Local olive oil producers fear the effects of possible cuts to import taxes and quotas, one of the popular weapons against high prices in Israel.
By Zafrir Rinat

Israel’s olive oil manufacturers have prospered in recent years. Owing to government assistance lands allocated for olive groves have expanded. This growth trend has been supported by environmentalists, who attribute ecological importance to olive cultivation. Rising competition with imports is threatening the local sector, with growers fearing cuts to import taxes that they say enable them to compete with foreign olive products. Local growers fear an end to the expansion and the possibility of abandoning groves under cultivation.

The possibility of cutting import duties on olive oil, as part of a broader policy of opening the Israeli economy to competition, was discussed in a few sessions convened by the Industry, Trade and Labor Ministry in the past year. The crux of the deliberations was the claim that retail prices for olive oil in Israel are double those in other developed countries.

In July olive oil importer Y.T.V. Food Industries named a number of government ministries, and in particularly the Industry, Trade and Labor Ministry, in a High Court of Justice petition demanding that import taxes be reduced and import quotas increased for olive oil. The complainant argued that the limited supply of local olive oil leads to high prices, while at the same time steep levies are imposed on imports.

In recent years the Agriculture Ministry has taken several measures to help develop the domestic olive industry, including adding 50,000 dunams (about 12,500 acres ) to the land under cultivation. Some of the new groves have access to purified wastewater for irrigation. A wide range of producers has benefited from this policy, including Arab farmers tending family groves and kibbutzim with more than 1,000 dunams of olive trees.

“If a policy of reducing [import] quotas is introduced, it is liable to lead to our removing groves,” said Oren Hechter, head of olive oil production for Kibbutz Magal. “Even if we made the best olive oil we wouldn’t be able to compete with imports given our high production costs and expenses such as fertilizer,” Hechter said.

Michael Noy-Meir, in Tzippori, takes a different approach to producing olive oil. His main income comes from other agricultural products, but he presses olive oil using organic methods from trees located around the community, some of them centuries old. He says the olives from such trees create particularly high-quality oil.

It’s become a family business, and the Noy-Meirs even have their own press. They recently had the opportunity to put an additional plot of land under cultivation, and declined. “We decided not to do it because of concerns over changes to the quota policy that could affect profitability,” Noy-Meir’s daughter Ayala explained. “We can continue to operate because we have regular private customers who will continue to buy from us, but we cannot increase the size of our olive groves,” Noy-Meir added.
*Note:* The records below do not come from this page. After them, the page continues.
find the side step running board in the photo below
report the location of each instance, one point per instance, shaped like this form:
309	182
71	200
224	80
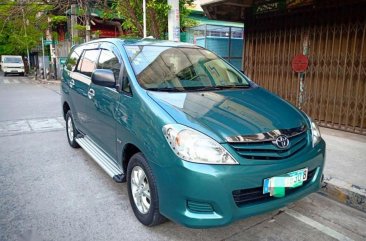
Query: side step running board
105	162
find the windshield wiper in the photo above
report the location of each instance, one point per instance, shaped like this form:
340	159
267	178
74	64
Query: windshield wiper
221	87
165	89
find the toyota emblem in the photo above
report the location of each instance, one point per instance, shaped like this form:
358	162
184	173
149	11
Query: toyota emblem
282	142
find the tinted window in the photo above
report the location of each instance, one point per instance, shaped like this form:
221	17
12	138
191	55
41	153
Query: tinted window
108	60
73	59
182	68
88	62
126	82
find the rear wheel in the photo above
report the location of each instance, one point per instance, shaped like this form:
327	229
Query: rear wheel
142	191
71	130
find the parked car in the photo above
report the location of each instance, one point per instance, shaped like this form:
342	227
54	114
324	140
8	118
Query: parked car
12	64
196	140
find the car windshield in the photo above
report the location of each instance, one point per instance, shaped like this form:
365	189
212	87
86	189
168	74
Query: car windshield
13	60
175	69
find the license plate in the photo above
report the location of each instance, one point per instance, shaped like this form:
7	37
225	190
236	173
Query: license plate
275	186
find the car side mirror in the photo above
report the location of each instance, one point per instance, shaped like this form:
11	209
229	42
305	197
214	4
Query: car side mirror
103	77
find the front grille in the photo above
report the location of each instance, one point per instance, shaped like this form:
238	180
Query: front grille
199	207
253	195
266	150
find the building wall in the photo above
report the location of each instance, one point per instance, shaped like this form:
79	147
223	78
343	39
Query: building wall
335	82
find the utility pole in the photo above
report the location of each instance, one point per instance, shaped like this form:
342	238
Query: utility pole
174	21
26	37
144	16
87	22
73	22
44	64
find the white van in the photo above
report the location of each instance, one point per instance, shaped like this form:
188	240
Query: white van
12	64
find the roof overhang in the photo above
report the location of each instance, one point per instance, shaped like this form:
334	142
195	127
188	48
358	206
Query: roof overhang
227	10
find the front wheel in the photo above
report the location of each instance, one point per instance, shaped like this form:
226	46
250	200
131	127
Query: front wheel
142	191
71	130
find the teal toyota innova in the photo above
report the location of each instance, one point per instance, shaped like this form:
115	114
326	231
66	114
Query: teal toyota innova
196	141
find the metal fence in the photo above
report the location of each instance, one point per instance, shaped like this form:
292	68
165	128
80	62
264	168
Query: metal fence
227	42
335	82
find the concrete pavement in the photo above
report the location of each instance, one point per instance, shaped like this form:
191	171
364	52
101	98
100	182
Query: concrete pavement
345	168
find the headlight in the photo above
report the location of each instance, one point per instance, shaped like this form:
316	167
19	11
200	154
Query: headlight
315	133
193	146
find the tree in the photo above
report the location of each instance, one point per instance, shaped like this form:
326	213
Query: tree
21	25
156	15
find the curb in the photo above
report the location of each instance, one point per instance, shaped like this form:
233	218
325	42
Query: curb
343	192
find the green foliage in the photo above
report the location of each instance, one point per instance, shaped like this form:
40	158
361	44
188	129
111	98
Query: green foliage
21	26
55	20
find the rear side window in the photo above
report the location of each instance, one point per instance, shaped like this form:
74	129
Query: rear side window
108	60
88	62
73	59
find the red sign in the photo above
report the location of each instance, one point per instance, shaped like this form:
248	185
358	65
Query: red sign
300	63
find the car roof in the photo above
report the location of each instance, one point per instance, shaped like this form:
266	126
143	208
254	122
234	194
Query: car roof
145	41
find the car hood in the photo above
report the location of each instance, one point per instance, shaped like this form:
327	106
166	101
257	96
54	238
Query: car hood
230	112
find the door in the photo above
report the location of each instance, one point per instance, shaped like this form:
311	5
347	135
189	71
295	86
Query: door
79	84
103	102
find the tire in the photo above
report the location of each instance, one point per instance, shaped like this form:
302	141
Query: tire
71	131
148	216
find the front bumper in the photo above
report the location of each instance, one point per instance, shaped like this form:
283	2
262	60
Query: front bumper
199	195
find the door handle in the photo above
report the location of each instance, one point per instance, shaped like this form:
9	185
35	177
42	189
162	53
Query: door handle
91	93
71	83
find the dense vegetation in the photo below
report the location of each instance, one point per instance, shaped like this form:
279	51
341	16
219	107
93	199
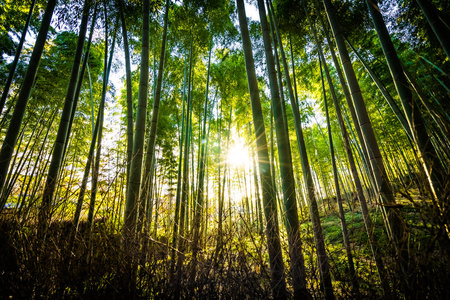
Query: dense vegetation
219	149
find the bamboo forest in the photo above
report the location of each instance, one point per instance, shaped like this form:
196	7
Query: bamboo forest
225	149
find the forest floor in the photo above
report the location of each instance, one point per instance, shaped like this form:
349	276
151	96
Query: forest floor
95	266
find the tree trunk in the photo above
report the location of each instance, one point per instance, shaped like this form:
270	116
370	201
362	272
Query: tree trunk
428	156
154	122
134	181
16	120
16	58
58	148
440	29
273	240
129	88
393	219
288	181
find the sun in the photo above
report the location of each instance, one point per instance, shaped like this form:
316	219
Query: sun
238	155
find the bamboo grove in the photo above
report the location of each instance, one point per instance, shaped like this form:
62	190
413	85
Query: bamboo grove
283	149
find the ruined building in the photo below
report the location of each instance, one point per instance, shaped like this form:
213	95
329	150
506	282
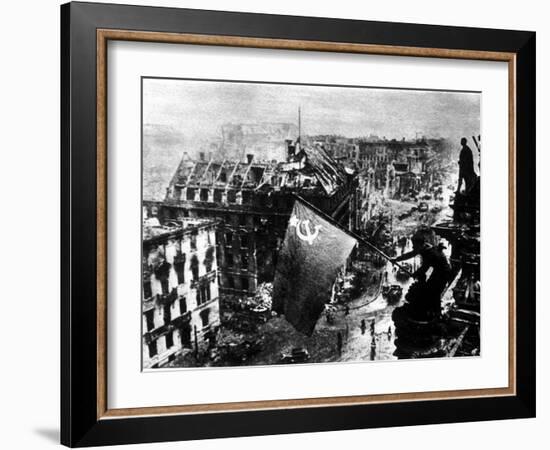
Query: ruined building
180	289
252	200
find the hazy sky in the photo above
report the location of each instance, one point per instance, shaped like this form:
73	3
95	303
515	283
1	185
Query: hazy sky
198	109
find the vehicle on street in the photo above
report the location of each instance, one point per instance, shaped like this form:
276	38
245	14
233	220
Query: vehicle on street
422	207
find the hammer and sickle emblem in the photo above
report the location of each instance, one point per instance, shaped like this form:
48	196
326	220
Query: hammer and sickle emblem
307	234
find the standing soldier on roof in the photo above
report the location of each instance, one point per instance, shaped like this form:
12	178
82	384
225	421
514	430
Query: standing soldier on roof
466	170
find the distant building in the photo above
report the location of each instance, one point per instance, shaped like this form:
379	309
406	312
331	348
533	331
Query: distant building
253	201
180	306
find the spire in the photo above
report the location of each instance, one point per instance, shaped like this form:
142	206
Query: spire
299	123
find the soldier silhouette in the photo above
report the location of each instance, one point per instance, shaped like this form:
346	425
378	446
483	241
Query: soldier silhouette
466	170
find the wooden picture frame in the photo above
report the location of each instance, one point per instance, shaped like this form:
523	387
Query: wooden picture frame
85	416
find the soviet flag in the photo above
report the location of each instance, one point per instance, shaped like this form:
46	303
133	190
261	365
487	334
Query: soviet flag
312	254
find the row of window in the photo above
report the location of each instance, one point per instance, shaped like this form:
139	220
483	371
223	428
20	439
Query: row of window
244	259
166	312
179	267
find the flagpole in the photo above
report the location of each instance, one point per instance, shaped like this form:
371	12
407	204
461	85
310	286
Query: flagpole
351	233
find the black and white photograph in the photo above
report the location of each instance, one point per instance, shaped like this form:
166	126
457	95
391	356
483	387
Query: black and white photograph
292	223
Local olive oil producers are represented by the Plants Production and Marketing Board, a farmers’ consortium some of whose directors are government-appointed. Adi Naali, who is head of the olive sector for the board, stresses not only the economic significance of olives in Israel but also their environmental and visual importance.

“We respect the environmental contribution of olive trees, including their effect on the landscape, on air quality and on land preservation,” Naali said. “In Europe, such utility is respected and olive growers are compensated. In Israel, the protection given to farmers is via the tax on imports.”

In a statement the Industry, Trade and Labor Ministry confirmed discussions about import duties but said no changes are currently pending. The ministry said voluntary import quotas (in agreements with other countries ) are adjusted each year, taking the needs of local producers into consideration. “Local production is not supposed to be hurt because the main factor considered in reducing the quotas is domestic yields,” the ministry said.